Read more – Adnan Malik reveals how he feels about playing Khalil ur Rehman Qamar in ‘Sadqay Tumhare’

Following the Aurat March on March 8, the writer held a press conference in which he said that an “army of hijras (transgenders) has emerged and this has destroyed the entertainment industry.


“You will sometimes see hijras in the role of the hero,” Qamar laughed, adding “I always check for hijras before casting anyone in my dramas.”

He continued, “Laikin eik ghalti meray say bhi hogayi (I also made a mistake). Apnay hee role main, Khalil kay role main mainay eik hijray ko cast karliya (In my own role, in the role of Khalil, I cast a transgender).”

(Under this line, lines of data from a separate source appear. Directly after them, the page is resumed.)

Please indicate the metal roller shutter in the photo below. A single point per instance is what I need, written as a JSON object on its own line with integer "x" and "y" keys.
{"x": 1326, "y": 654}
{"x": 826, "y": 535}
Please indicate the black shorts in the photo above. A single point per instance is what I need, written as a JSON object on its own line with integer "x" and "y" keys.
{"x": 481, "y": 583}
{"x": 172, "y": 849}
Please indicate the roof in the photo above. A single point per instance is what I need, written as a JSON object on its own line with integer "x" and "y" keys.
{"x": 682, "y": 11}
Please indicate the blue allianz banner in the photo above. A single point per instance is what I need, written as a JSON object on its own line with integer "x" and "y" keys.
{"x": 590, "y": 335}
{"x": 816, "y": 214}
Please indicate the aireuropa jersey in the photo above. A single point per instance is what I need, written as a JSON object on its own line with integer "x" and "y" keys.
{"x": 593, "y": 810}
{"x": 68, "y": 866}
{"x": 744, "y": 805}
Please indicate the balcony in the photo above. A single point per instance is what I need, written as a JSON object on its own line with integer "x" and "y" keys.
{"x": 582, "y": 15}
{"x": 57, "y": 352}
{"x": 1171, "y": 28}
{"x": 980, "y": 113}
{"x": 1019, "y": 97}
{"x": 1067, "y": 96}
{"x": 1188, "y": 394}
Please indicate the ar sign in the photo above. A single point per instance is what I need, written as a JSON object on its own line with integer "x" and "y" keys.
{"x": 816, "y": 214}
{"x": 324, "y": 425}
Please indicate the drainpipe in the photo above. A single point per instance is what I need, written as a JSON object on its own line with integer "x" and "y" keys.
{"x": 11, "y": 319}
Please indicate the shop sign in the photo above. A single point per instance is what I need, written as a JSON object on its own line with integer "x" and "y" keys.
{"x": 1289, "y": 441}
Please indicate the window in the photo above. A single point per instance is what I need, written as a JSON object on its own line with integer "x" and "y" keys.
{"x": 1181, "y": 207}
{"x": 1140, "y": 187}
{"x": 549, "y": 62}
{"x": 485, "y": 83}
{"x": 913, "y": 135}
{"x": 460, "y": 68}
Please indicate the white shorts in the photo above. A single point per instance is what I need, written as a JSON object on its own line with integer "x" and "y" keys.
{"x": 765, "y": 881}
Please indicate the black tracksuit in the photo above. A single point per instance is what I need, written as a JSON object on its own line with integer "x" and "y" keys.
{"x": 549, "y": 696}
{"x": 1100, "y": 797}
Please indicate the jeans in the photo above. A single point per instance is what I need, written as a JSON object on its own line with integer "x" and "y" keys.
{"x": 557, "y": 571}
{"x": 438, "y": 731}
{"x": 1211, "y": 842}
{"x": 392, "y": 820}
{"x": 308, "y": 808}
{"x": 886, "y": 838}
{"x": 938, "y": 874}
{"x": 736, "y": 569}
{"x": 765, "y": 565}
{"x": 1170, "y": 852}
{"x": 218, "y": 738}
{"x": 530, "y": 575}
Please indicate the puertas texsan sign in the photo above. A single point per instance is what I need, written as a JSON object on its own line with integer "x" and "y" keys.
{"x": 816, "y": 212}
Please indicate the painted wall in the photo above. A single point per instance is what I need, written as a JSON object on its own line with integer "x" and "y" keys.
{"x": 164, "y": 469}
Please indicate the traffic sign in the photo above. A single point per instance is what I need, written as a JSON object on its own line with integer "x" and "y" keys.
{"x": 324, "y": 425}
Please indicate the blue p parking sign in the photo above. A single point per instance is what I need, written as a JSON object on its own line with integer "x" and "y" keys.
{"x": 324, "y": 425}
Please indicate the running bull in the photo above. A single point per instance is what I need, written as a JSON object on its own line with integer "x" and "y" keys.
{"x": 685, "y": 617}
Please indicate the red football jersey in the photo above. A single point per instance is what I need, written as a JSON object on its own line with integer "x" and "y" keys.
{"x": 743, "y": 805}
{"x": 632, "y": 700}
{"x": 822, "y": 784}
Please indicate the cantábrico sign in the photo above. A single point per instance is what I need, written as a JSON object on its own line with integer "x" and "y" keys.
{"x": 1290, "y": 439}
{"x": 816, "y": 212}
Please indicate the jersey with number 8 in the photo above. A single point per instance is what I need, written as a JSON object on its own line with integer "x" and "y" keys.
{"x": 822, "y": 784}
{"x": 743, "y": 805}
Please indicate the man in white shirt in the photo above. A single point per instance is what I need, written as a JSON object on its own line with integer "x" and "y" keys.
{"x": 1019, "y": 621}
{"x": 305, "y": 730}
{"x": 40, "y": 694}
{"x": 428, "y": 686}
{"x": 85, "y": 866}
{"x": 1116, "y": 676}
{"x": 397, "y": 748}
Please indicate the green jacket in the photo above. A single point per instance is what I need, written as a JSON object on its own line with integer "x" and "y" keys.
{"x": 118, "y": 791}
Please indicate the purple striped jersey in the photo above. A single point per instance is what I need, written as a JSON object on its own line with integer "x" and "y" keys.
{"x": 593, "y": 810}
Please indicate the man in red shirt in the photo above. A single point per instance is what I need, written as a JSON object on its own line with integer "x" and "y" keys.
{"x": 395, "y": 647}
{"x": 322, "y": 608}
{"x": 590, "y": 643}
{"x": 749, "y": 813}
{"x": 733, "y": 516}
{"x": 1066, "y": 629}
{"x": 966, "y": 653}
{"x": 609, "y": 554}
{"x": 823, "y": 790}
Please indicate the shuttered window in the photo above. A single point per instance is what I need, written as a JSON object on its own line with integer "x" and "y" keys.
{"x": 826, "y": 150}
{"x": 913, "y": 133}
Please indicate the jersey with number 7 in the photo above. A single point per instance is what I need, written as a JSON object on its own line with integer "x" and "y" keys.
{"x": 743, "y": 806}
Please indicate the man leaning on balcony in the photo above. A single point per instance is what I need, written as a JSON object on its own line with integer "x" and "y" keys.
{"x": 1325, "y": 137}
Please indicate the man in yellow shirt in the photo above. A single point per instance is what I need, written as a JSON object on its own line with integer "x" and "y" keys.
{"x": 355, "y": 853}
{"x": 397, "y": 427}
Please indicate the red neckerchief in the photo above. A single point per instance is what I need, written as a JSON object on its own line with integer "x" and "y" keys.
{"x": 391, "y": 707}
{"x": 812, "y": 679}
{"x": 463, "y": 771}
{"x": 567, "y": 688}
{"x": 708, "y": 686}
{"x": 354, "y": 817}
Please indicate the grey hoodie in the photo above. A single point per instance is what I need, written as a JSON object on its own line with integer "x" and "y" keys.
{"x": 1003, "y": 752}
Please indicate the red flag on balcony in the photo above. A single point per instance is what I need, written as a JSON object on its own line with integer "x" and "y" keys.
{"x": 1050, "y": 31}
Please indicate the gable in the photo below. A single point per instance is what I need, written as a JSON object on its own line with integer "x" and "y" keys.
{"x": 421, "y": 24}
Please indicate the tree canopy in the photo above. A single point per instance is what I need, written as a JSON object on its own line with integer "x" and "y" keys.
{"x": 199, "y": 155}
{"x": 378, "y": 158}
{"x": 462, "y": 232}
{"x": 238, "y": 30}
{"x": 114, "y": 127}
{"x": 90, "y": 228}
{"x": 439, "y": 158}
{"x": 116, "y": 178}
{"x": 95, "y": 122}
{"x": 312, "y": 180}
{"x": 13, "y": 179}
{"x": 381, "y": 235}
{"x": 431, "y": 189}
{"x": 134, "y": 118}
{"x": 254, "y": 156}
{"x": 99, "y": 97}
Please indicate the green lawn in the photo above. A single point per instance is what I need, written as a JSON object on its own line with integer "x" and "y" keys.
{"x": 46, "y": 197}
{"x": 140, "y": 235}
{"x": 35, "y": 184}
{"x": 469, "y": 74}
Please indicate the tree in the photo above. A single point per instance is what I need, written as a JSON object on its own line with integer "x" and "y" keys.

Yeh mujhe kal pata chala iss liye mujhe pata chala keh mujh se ghalti hogayi (I found this out yesterday so I discovered my mistake yesterday).”

Though Qamar did not name anyone, his words implied that he was referring to Malik, who played Khalil in Sadqay Tumhare.

Qamar’s comments were met with a round of laughter and cheering.

In the same press conference, Qamar also remarked that women nowadays have nothing better to do than to get botox done or get a new set of teeth.

“These women just keep changing the wrapper,” remarked Qamar adding, “This changing of the wrapper highlights women’s insecurities.”

Adnan Malik and Mahira Khan in ‘Sadkay Tumhare’

Meanwhile, Adnan, who has always been a vocal advocate of women’s rights, explained his take on the controversial Aurat March slogan, Mera Jism Meri Marzi.

In a long note posted to social media, Adnan wrote that he “understood how ‘Mera Jism, Meri Marzi‘ (my body, my choice) can be triggering to some people” before going on to explain his own interpretation of it.

Adnan said that he “never saw it solely as a justification for ‘westernisation’ or wearing revealing clothes as so many men in this country do.”

“But yes,” he continued, “The slogan is inclusive of that also. It’s setting a boundary for men who want to have control over women’s choices.”

Adnan elaborated that the main issue isn’t the slogan but how someone chooses to interpret it.

“Most men are triggered because they look at women’s bodies through the lens of ‘Madonna or whore’. Either the female body is sexualised or it’s so sacred that sexualising it is a sin. This is the dichotomy that most men are oscillating between- guilt and shame.”

After Khalil’s remarks, Adnan shared his post again on social media.